ゴンがついに
監督業をスタート

J3のアスルクラロ沼津の監督に就任した“ゴン”こと中山雅史氏J3のアスルクラロ沼津の監督に就任した“ゴン”こと中山雅史氏 (筆者撮影)

 今シーズンのサッカー界を見渡せば、現役時代に「炎のストライカー」として活躍。W杯における日本代表の第1号ゴールも決めた55歳の中山雅史氏が、古巣のジュビロ磐田コーチを経て、20年限りで現役を終えたJ3のアスルクラロ沼津で初めての監督業をスタートさせる。

 中山氏は16年度のS級コーチ養成講習会を受講し、同年度中にすべてのカリキュラムを修了した。しかし、指導者としての実績も求めていた当時の制度下でJFAから認定されず、19シーズンから沼津のU-18コーチも兼任。20年3月にようやく付与された経緯がある。

 先月下旬に臨んだ就任会見で、今シーズンのスローガン「結束 熱く闘え!」を自ら筆を取って記した中山氏はJ2降格を喫した磐田を退団し、沼津のオファーを受諾した理由をこう説明した。

「(磐田では)自分がやってきたことを、なかなか形にできなかったところで責任を感じていたし、そこで現場に残る選択は難しい状況があった。沼津には選手として所属しながら、チームの勝利にまったく関われなかった悔しさもあった。自分の力がどれだけのものかはまだわかりませんが、以前に自分が成し得なかった、沼津の力になることへチャレンジするのが一番なのかな、と」

 同じくJ3を戦うSC相模原の新監督には、髪を赤色に染めた風貌で02年のW杯日韓共催大会を戦った戸田和幸氏が就任。17年にS級を取得し、解説者を務めながら大学やクラブチームで指導実績を積んできた戸田氏は、相模原の監督就任を含めたサッカー人生を「運と縁」と表現する。

 運とはDeNAが1日付で相模原を連結子会社化し、Jリーグへ本格的に参入したこと。そして縁とはDeNAのスポーツ事業本部戦略部長を務め、同日付で相模原の代表取締役社長に就任した西谷義久氏の存在だ。戸田新監督は西谷氏も同席した昨年末の就任会見でこう語っている。

「隣におられる西谷さんが僕に関心を持っていただいた運が始まりで、そこから付き合いという縁があったなかで、新しい野心的なプロジェクトに監督という立場で関われるチャンスを逃すわけにはいかなかった。このクラブの力になりたい、と思わせてくれたオファーでした」

 95年から監督を務めた青森山田を高校サッカー界屈指の強豪校へ育て上げた52歳の黒田剛氏が、今シーズンからJ2のFC町田ゼルビア監督へ異例の転身を果たしたのも運と縁に導かれたものだと言っていい。黒田氏自身は2007年にS級を取得。資格上の準備を整えていた。

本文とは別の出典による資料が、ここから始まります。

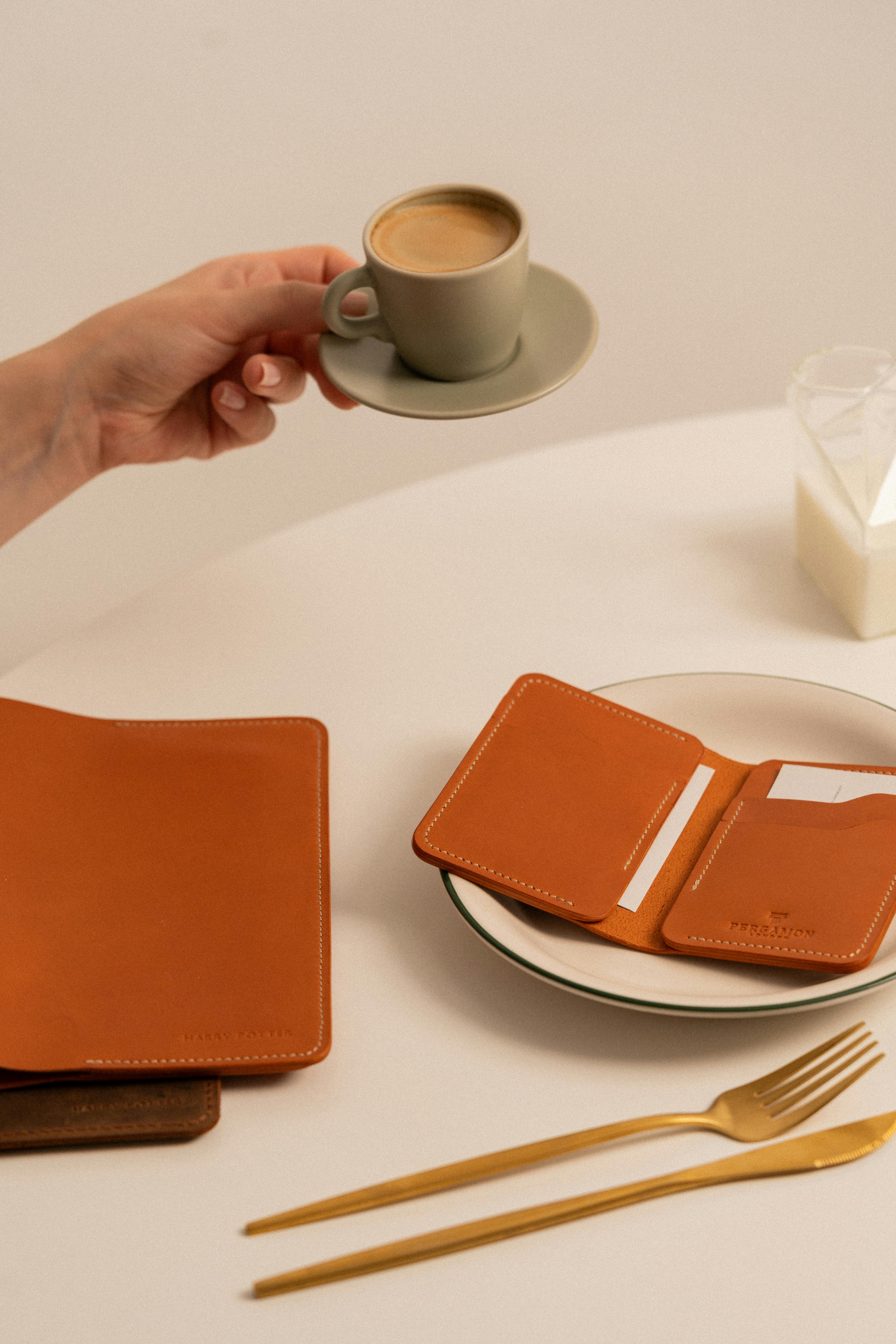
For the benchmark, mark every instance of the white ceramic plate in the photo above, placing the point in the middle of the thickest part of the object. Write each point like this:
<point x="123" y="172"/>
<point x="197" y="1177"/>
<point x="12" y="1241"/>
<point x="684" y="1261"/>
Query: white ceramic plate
<point x="558" y="334"/>
<point x="750" y="718"/>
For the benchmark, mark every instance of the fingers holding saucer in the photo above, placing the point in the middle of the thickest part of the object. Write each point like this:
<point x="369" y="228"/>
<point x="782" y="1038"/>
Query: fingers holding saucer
<point x="275" y="377"/>
<point x="240" y="418"/>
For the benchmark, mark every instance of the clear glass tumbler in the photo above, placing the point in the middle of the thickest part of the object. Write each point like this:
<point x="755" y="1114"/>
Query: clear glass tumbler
<point x="844" y="402"/>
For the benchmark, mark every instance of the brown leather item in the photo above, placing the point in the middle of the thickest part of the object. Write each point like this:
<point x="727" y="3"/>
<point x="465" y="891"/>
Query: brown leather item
<point x="563" y="794"/>
<point x="140" y="1111"/>
<point x="165" y="896"/>
<point x="793" y="885"/>
<point x="558" y="799"/>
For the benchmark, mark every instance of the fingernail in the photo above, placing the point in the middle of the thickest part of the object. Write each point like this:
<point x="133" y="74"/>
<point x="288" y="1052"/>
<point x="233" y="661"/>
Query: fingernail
<point x="232" y="398"/>
<point x="271" y="374"/>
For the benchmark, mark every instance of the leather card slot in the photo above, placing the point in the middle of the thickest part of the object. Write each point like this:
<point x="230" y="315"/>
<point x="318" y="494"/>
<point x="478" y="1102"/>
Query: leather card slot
<point x="792" y="884"/>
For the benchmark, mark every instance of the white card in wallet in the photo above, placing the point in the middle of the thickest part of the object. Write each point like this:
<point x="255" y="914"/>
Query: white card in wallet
<point x="823" y="784"/>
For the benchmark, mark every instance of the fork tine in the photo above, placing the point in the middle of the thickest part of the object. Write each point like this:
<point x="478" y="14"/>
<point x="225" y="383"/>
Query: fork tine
<point x="817" y="1103"/>
<point x="770" y="1099"/>
<point x="796" y="1065"/>
<point x="788" y="1103"/>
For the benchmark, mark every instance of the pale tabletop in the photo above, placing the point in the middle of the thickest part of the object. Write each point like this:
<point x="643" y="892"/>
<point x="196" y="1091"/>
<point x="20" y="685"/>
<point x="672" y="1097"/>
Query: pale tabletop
<point x="401" y="623"/>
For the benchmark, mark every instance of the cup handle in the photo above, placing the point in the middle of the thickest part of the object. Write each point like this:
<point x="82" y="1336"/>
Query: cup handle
<point x="352" y="329"/>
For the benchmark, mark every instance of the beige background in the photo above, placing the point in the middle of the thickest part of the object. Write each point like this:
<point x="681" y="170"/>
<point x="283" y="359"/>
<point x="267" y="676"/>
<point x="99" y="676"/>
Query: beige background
<point x="718" y="177"/>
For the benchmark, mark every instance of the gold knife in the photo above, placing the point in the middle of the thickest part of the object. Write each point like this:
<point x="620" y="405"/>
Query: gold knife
<point x="827" y="1148"/>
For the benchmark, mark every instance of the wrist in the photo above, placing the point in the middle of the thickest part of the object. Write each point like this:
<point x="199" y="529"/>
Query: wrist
<point x="45" y="436"/>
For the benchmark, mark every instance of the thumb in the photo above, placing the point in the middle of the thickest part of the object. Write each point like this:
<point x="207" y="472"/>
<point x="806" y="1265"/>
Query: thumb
<point x="233" y="316"/>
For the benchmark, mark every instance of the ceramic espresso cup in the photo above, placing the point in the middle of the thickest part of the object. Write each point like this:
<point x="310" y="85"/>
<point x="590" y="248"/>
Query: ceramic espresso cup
<point x="451" y="315"/>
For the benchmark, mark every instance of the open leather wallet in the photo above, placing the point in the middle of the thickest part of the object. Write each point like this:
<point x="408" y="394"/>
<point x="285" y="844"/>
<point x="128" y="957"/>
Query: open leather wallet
<point x="636" y="831"/>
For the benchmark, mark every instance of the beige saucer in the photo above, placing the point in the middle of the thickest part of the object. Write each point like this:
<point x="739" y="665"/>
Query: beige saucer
<point x="558" y="334"/>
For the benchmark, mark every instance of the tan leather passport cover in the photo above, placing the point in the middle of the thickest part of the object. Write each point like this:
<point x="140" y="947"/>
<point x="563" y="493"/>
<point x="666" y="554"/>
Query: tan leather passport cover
<point x="562" y="795"/>
<point x="558" y="799"/>
<point x="138" y="1111"/>
<point x="165" y="896"/>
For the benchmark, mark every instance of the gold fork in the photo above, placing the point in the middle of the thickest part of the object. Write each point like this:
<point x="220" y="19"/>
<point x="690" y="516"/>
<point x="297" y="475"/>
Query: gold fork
<point x="758" y="1111"/>
<point x="813" y="1152"/>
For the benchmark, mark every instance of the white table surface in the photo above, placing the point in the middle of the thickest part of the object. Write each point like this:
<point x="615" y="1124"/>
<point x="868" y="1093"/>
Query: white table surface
<point x="399" y="623"/>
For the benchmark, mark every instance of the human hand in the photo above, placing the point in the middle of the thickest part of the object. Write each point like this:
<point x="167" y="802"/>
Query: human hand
<point x="193" y="369"/>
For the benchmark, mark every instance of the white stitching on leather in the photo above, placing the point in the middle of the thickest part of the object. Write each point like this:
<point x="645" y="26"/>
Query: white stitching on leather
<point x="578" y="695"/>
<point x="240" y="1060"/>
<point x="804" y="952"/>
<point x="719" y="846"/>
<point x="766" y="947"/>
<point x="675" y="783"/>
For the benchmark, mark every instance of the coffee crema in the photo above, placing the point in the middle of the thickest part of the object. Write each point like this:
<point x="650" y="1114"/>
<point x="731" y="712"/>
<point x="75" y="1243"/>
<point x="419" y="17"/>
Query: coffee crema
<point x="442" y="236"/>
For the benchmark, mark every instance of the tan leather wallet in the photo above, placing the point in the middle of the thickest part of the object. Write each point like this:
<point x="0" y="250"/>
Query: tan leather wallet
<point x="563" y="803"/>
<point x="165" y="897"/>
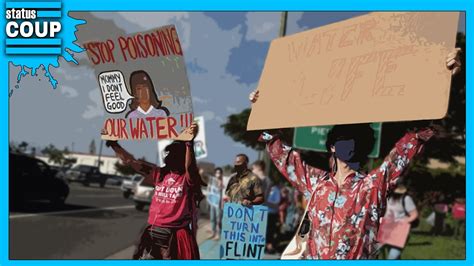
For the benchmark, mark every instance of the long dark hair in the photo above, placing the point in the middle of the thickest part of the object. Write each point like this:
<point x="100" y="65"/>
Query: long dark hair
<point x="141" y="77"/>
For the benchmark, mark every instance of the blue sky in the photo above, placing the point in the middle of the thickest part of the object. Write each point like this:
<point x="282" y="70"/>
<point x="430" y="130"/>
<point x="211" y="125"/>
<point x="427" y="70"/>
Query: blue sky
<point x="224" y="52"/>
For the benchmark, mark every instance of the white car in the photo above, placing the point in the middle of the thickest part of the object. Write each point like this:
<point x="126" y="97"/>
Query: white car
<point x="143" y="194"/>
<point x="129" y="184"/>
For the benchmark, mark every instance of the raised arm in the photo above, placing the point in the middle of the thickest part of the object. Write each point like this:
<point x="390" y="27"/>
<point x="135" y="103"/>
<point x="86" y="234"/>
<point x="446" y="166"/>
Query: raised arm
<point x="146" y="169"/>
<point x="288" y="161"/>
<point x="388" y="173"/>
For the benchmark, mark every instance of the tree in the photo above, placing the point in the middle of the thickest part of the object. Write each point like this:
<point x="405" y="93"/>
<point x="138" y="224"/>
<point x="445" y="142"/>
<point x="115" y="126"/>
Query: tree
<point x="57" y="156"/>
<point x="445" y="146"/>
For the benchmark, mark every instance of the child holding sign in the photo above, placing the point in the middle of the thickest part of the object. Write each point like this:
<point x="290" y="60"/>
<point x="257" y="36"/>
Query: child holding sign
<point x="171" y="230"/>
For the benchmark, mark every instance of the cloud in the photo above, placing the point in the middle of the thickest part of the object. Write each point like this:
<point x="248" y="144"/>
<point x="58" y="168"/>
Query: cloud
<point x="69" y="92"/>
<point x="95" y="110"/>
<point x="262" y="26"/>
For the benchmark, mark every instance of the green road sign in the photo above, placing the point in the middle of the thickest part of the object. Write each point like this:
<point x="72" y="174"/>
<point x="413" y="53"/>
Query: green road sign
<point x="314" y="138"/>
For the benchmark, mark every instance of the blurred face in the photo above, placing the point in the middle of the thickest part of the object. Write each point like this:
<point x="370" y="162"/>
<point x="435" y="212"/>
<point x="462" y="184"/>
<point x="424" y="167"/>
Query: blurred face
<point x="142" y="93"/>
<point x="240" y="164"/>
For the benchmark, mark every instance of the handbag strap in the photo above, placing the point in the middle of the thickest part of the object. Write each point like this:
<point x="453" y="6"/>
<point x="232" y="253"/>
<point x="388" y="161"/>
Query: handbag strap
<point x="305" y="211"/>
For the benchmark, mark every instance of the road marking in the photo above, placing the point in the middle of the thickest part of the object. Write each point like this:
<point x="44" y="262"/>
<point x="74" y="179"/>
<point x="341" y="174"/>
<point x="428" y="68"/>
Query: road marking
<point x="15" y="216"/>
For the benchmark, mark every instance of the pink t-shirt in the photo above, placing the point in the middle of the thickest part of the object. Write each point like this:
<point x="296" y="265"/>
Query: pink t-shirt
<point x="171" y="204"/>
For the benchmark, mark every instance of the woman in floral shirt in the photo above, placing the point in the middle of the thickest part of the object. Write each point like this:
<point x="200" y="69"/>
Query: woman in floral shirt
<point x="347" y="203"/>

 ヨーロッパサッカー連盟(UEFA)の最上位指導者ライセンス、UEFAProとの互換性が認められていない状況を含めて、S級ライセンスには課題も残されている。日本代表の前キャプテン、39歳のMF長谷部誠(フランクフルト)はUEFAのライセンスを取得し始めている。

 それでもS級取得までのスピード化が図られ、くしくもタイミングを同じくしてJクラブ監督の顔ぶれも、予備軍を含めて多様化してきた。S級ライセンスの取得状況と当事者たちをめぐる運や縁をひもといていった先に、見ている側の心を躍らせる、日本サッカー界の未来予想図が広がっている。